Si le chevalier Paloum n’était pas à l’aise avec sa chevelure. Si le chevalier Paloum courbait le dos quand il saluait la foule. Ce
n’était pas par humilité. C’était par peur.
Peur de recevoir une moquerie.
Peur de recevoir un cri.
Peur de recevoir du poisson pourri.
Les vieilles habitudes avaient la peau dure. Surtout quand elles ont guidé chacun de vos pas depuis votre enfance.
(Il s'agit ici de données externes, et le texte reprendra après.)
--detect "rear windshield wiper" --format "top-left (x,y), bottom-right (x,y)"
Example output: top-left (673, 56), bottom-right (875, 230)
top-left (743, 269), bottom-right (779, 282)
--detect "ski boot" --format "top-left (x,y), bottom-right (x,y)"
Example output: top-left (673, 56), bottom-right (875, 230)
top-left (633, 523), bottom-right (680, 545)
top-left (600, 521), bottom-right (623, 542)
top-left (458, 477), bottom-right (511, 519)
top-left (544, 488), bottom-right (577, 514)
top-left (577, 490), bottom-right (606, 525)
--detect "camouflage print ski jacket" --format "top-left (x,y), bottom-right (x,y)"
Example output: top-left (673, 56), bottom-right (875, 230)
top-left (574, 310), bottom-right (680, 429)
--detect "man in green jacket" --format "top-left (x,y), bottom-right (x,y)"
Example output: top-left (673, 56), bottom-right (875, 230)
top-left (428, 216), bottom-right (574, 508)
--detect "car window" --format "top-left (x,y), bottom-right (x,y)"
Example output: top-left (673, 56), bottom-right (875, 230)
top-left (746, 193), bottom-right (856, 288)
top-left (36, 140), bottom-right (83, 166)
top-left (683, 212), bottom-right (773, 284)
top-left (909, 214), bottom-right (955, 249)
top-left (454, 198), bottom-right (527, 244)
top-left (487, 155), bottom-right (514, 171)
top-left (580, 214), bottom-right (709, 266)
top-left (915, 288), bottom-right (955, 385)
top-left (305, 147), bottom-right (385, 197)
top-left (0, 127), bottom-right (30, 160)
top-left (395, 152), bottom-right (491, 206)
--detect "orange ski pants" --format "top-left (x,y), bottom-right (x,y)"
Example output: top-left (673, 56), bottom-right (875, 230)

Car même si par chance il avait réussi à devenir palefrenier, puis écuyer, puis apprenti chevalier, les moqueries,
elles, n’avaient jamais cessé. Il était même presque certain d’avoir entendu un
rire étouffé lors de son adoubement. En fait, le chevalier Paloum se souvenait
très bien du jour où les moqueries s’étaient arrêtées.
Après sa première victoire, annonciatrice de tant
d’autre…
Il avait expédié son adversaire plus rapidement que
n’importe qui d’autre en le désarçonnant de son cheval dès la première lance.
Après les railleries.
Le silence.
Après le silence.
Les cris de joies.
Et ceux-ci retentissaient encore et toujours.
Son regard se plongea dans celui du gamin.
« - Sieur…euh… je…
- Rends toi aux écuries demain, il y aura du travail
pour toi, et pour ton ami s’il le souhaite. »
Le gamin n’en croyait pas ses oreilles. D’ailleurs
personnes n’en croyait ses oreilles. Encore moins les gardes.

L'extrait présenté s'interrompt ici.